L’incendie déclaré à Saumos le mercredi 22 juillet, propagé jusqu’aux portes de Cestas, a ravagé près de 80 hectares de dispositifs expérimentaux au domaine de Castillonville, espace naturel sensible de la Gironde. Une perte scientifique lourde pour l’INRAE, dont plusieurs programmes européens et internationaux se trouvent brutalement amputés.
Les flammes ont balayé près de trente années de travaux. Au domaine de Castillonville, espace naturel sensible girondin, l’incendie parti de Saumos a détruit quelque 80 hectares de parcelles expérimentales et d’observatoires scientifiques gérés par l’INRAE. Un coup dur pour la recherche forestière, amputée brutalement de programmes de référence qui documentaient l’adaptation des forêts aux changements globaux.
L’engagement des sapeurs-pompiers, mobilisés sous l’égide des pouvoirs publics avec le concours des responsables d’unités, a permis de préserver l’essentiel : bâtiments, équipements scientifiques et autres terrains expérimentaux du domaine de Cestas, soit plus de 300 hectares au total. Les deux arboretums du site ont, eux aussi, été relativement épargnés par les flammes.
Un conservatoire génétique en cendres
Parmi les dispositifs détruits figure le conservatoire de ressources génétiques du pin maritime, collection de provenances diverses qui alimentait des travaux de sélection et d’amélioration. D’autres parcelles, destinées à tester le mélange d’espèces sur les services écosystémiques ou à modéliser la dynamique de croissance du pin maritime, ont également disparu. Plusieurs infrastructures s’inscrivaient dans des programmes de recherche européens et internationaux, comme OptFORESTS.
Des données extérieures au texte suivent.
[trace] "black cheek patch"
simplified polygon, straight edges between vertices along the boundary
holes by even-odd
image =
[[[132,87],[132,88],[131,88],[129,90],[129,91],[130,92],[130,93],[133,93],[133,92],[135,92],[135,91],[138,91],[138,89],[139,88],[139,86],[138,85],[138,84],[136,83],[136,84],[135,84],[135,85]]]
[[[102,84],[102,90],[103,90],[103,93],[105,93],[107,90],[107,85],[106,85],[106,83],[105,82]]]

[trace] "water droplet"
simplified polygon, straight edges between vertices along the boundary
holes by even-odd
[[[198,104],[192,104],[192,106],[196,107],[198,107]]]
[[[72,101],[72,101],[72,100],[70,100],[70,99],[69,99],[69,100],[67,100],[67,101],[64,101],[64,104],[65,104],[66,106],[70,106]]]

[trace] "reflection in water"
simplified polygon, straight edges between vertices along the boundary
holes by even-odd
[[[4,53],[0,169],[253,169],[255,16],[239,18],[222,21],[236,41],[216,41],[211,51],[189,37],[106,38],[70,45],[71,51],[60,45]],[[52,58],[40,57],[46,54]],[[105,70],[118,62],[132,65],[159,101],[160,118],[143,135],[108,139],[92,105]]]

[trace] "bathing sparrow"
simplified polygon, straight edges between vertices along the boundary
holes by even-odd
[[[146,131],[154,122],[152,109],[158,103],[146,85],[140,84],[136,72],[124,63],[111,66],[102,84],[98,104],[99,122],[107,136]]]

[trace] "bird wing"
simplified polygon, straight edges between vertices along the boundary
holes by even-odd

Les observatoires, mis en place et suivis depuis parfois plusieurs décennies, documentaient l’effet du dérèglement climatique sur les arbres et les organismes associés. Ils permettaient d’étudier l’impact des bioagresseurs sur les écosystèmes forestiers, de comprendre les mécanismes d’adaptation des forêts face aux perturbations multiples et d’évaluer des itinéraires sylvicoles conciliant production de bois, préservation de la biodiversité et adaptation aux aléas environnementaux.
Un maillon central de la recherche européenne
La perte dépasse largement le cadre régional. Intégrés à des réseaux scientifiques de référence, les dispositifs disparus produisaient des connaissances indispensables pour anticiper les impacts des changements globaux et accompagner l’adaptation des forêts. Des équipes de Nouvelle-Aquitaine, mais aussi des partenaires académiques européens et internationaux, se trouvent privés d’un outil de travail patiemment accumulé au fil des ans.
La destruction met un terme à des observations menées sur le long terme. Elle renforce toutefois la détermination des chercheurs à concevoir de nouveaux dispositifs et à poursuivre des travaux jugés fondamentaux pour l’avenir des massifs forestiers.
Rebâtir pour les forêts de demain
Fortes de leur implication dans les programmes régionaux (GRIFON), nationaux (FORESTT) et internationaux (OptFORESTS), les équipes et la direction générale d’INRAE entendent faire de cette reconstruction l’occasion de déployer une nouvelle génération de dispositifs expérimentaux. L’objectif : répondre aux questions scientifiques et sociétales posées par les changements globaux, en concertation avec les partenaires scientifiques et professionnels du secteur.
La tâche s’annonce colossale. Mais la mobilisation des chercheurs, éprouvée par l’épreuve du feu, reste intacte. Les forêts de demain dépendront directement des connaissances produites par ces nouveaux observatoires.